While trying to produce a box effect around an area using beams, the bottom near floor using a gradient and the top being completely transparent the beam is not completely transparent and has a green bar across the top however as you can see below the decal I uploaded has no green at the right side edge. This is becoming problematic as I cannot have a clear on edge the beam which is what it’s intended to have. While playing around with the settings I noticed that ‘TextureLength’ property makes the problematic green line thinner, but no matter what the value is set to always visible.
This is the beam. The beam has the non-transparent side at the bottom, the transparent side at the top.
Why use a decal?
Just use the Transparenct Property of the Beam itself.

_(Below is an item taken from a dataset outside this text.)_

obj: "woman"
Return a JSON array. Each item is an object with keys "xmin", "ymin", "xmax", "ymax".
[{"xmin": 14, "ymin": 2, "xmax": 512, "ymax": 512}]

If you go to the right side of the Transparency Property you will see three dots … click on that and a window pops up where you can take a solid green beam and make it transparent at one end by dragging the slider up and down.
This also works for items like beam width & colour.
You should attach the image you’re using in case it is an issue with that (e.g. invisible pixels at end of texture have color that Roblox isn’t handling properly)
The problem still exists above, however, I didn’t know that was a feature so I’ll play around and see if I can find a workaround for this.
EDIT:
Tried your method, but I couldn’t rotate the beam so that the gradient starts from bottom and goes to nothing at the top, it only lets me have the gradient go left to right. Any suggestions?
The alternative method suggested by @Scottifly which I’m trying doesn’t have a texture, that’s what I did with my initial method to fix, the only option I believe will work is putting an attachment on the bottom and top and having to edit the beam’s texture width every time I want to make another boundary, this method isn’t ideal but the only option I’ve got if I don’t want to deal with the green line that appears.
The reason your decal has an issue is that it is actually loaded with that edge.
Take any of the ‘solid’ colour decals you find in the library, then put it on a REALLY large Part. You’ll find that most have some fading or distortion along the edges if you enlarge them enough.
It’s not an issue with the asset, it’s an artifact from the texture being sampled with interpolation. Beams support tiling the texture in all modes, which means the texture sampling has to be set to wrap. To make things look smooth, textures are scaled with interpolation, which–a bit like a blur–includes information from neighboring pixels in a weighted sum. In texture wrap mode, the “neighbors” of edge pixels are on the other side of the texture.
To prevent this, you have to have an empty (fully transparent) margin on the side opposite the one that is meant to be fully transparent, so that there is no color data leaking across the boundary. It should be a least 2 pixels for no artifacts at normal viewing size/distance and highest graphics quality. I don’t know exactly how far across the wrapping boundary the interpolation can sample from for all graphics drivers, quality levels and MIP levels, so I’m usually generous with the padding and give it 4 pixels.